Getting source code of multiple tabs in Safari

Hello clever people!

I’m new to Applescript and I’m currently writing a script that will do a substantial amount of producing my weekly email newsletter. What the script should do is load the What’s New page of the website I edit, ask me how many new articles I’ll be covering in the email, load the required number of articles into new tabs (by following the top n links in the What’s New list) and then extract information from each of those tabs.

Getting the urls and loading the tabs is fine. And if I deal with a tab at a time I can get the source code of each page and extract the data I need (by dumping the source into textwrangler). It seems to me that it would be more elegant to do this using a repeat - cycle through the tabs, put the urls into a list, copy the source code and do something with it (can I put the entire source code of a page as a list item?).

But here’s my problem. Getting the source doesn’t seem to work if it’s included within a repeat statement. I get a message telling me the variable (itemSource) is undefined. Any suggestions?

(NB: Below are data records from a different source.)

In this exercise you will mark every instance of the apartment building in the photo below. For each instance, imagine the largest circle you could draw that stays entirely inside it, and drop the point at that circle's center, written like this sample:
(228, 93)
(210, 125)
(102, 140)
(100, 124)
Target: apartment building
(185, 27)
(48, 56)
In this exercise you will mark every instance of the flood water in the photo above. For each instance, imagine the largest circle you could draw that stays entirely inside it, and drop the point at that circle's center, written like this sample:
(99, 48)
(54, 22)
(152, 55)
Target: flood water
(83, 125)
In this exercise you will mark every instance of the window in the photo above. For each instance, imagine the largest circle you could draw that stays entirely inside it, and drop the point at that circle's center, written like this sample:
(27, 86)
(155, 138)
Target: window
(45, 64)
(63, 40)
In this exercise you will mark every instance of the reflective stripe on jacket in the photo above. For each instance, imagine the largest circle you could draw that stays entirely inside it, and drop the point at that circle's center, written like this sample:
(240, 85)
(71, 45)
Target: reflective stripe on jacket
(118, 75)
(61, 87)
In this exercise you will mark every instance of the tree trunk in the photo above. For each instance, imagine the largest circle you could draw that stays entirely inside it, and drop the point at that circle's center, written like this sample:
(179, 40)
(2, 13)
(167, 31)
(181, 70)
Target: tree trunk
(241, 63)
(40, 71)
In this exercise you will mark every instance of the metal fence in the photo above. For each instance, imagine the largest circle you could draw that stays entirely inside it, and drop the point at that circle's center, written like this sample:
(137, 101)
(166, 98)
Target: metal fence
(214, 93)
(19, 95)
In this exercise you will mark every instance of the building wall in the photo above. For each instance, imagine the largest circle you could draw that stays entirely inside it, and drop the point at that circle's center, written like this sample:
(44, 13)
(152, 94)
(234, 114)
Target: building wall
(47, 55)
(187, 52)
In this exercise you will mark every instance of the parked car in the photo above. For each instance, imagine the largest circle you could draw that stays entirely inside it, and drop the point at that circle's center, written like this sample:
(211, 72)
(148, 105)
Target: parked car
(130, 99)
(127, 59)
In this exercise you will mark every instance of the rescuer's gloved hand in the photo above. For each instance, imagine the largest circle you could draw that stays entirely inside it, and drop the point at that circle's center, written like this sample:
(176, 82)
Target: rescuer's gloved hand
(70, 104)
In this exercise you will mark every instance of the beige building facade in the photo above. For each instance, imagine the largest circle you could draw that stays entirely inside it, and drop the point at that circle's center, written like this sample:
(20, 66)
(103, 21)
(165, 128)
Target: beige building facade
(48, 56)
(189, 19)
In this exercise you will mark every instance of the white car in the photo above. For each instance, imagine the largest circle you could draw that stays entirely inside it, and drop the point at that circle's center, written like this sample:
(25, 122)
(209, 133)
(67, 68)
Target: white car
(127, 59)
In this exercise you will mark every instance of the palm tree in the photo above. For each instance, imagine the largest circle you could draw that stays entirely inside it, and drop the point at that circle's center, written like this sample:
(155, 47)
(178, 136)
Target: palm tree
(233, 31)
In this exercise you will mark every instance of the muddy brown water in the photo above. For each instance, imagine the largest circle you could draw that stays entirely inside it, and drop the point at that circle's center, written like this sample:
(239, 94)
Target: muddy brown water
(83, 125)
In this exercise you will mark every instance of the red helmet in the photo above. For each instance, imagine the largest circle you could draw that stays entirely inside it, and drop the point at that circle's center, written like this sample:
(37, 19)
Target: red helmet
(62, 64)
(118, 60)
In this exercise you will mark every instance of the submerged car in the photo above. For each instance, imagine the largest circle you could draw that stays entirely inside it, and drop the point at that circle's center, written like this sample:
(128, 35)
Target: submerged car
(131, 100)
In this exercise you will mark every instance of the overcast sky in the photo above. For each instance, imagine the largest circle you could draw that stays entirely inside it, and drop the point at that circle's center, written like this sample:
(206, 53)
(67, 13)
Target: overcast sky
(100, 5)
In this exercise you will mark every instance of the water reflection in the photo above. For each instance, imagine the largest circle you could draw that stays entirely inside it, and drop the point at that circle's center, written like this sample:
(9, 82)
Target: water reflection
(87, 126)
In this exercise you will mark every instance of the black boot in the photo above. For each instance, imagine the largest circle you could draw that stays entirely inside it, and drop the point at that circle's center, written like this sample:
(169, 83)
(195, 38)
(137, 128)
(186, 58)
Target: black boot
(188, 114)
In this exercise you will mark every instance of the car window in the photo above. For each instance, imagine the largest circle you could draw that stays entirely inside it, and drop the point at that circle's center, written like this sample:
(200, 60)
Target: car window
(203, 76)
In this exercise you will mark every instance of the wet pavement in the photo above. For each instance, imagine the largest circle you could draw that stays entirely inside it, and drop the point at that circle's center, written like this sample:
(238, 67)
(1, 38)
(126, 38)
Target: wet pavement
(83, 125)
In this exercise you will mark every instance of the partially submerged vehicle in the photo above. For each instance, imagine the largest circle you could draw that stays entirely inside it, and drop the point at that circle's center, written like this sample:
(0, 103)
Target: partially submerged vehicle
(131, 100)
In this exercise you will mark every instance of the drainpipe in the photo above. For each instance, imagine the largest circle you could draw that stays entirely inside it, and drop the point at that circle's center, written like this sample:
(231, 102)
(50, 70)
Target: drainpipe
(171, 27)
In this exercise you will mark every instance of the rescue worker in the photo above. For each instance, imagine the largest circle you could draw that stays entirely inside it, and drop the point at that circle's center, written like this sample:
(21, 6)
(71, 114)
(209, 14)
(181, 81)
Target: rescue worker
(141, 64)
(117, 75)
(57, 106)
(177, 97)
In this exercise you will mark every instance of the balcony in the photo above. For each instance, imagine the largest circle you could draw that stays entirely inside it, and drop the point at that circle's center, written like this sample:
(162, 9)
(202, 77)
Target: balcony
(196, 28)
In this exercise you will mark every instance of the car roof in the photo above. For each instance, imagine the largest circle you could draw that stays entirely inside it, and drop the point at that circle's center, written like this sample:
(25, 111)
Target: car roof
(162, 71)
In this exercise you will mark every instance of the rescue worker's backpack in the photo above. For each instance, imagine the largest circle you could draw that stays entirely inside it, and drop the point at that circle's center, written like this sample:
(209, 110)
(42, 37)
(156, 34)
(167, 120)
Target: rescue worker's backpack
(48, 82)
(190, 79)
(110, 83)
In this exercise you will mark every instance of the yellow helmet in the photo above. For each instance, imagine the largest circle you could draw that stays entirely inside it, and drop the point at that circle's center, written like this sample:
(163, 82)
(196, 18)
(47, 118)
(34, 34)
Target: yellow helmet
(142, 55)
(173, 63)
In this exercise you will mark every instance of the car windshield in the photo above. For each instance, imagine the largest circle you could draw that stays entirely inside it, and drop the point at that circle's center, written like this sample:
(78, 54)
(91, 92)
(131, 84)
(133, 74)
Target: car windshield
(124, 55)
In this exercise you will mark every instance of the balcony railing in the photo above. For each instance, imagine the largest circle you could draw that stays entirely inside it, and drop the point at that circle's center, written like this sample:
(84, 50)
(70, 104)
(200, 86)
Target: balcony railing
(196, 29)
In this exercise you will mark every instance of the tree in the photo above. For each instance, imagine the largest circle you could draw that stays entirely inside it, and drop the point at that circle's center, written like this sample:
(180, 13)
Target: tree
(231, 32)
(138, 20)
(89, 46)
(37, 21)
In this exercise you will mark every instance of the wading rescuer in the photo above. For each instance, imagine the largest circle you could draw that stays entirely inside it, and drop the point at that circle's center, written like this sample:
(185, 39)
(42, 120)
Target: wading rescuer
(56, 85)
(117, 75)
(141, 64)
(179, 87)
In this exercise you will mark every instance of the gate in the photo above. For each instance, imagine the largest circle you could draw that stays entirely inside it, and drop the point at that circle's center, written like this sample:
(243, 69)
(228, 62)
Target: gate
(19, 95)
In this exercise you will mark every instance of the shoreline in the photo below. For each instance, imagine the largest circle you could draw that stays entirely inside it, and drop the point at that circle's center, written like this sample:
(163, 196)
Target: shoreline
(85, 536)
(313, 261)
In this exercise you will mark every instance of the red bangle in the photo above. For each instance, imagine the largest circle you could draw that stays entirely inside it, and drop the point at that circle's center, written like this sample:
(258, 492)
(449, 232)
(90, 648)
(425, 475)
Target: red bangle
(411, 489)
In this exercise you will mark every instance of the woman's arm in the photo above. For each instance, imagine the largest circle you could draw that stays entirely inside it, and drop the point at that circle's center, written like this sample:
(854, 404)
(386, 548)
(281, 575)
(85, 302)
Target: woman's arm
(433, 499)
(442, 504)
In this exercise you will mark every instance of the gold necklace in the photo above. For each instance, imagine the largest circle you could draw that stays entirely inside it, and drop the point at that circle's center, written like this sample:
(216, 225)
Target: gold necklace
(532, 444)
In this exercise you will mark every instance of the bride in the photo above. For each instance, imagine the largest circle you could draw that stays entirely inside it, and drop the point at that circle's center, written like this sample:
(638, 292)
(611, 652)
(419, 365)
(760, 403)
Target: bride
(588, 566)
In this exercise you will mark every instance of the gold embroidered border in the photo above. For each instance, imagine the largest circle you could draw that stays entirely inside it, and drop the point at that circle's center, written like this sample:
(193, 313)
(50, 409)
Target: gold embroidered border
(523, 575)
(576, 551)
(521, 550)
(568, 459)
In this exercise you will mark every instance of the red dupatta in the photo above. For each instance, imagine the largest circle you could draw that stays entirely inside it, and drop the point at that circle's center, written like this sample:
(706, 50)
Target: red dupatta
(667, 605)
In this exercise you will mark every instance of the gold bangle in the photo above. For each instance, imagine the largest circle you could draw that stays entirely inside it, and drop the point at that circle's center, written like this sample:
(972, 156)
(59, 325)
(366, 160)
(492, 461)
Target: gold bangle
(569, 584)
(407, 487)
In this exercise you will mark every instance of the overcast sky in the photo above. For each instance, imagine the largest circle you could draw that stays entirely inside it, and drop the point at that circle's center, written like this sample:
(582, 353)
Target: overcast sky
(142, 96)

Here’s the relevant section of the script:

-- open safari and load the CW What's new page
tell application "Safari"
	activate
	set whatsnew to "http://www.damaris.org/cm/index.php?type=43&site_id=17"
	open location whatsnew
	
	-- Input number of CW items to be included
	display dialog "How many items?" default answer ""
	set ItemCount to text returned of result as integer
end tell

-- open tabs for  required number of CW items
tell application "Safari"
	set itemURLs to {}
	set tabcount to count of tabs of window 1
	repeat with i from 1 to ItemCount

		tell document 1
			-- First CW article URL is link number 57
			-- so link number set to 55 plus 2x the counter (i) 
			-- so as to skip all navigation links and the linked CW logo in each line of the table on What's New page
			set TabURL to (do JavaScript "document.links[" & (55 + (i * 2)) & "].href")
		end tell
		
		tell window 1
			set itemURLs to itemURLs & TabURL
			make new tab with properties {URL:TabURL}
			set tabcount to tabcount +1
			set itemsource to source of tab tabcount
		end tell
		
	end repeat

	-- i'm just putting the variable here to check the result in Script Editor rather than doing anything with it yet
	itemSource

end tell

Hi,

The first thing is that your variable itemsource should be the same in all instances, since AppleScript is case sensitive. itemsource and ItemSource would be considered two different variables.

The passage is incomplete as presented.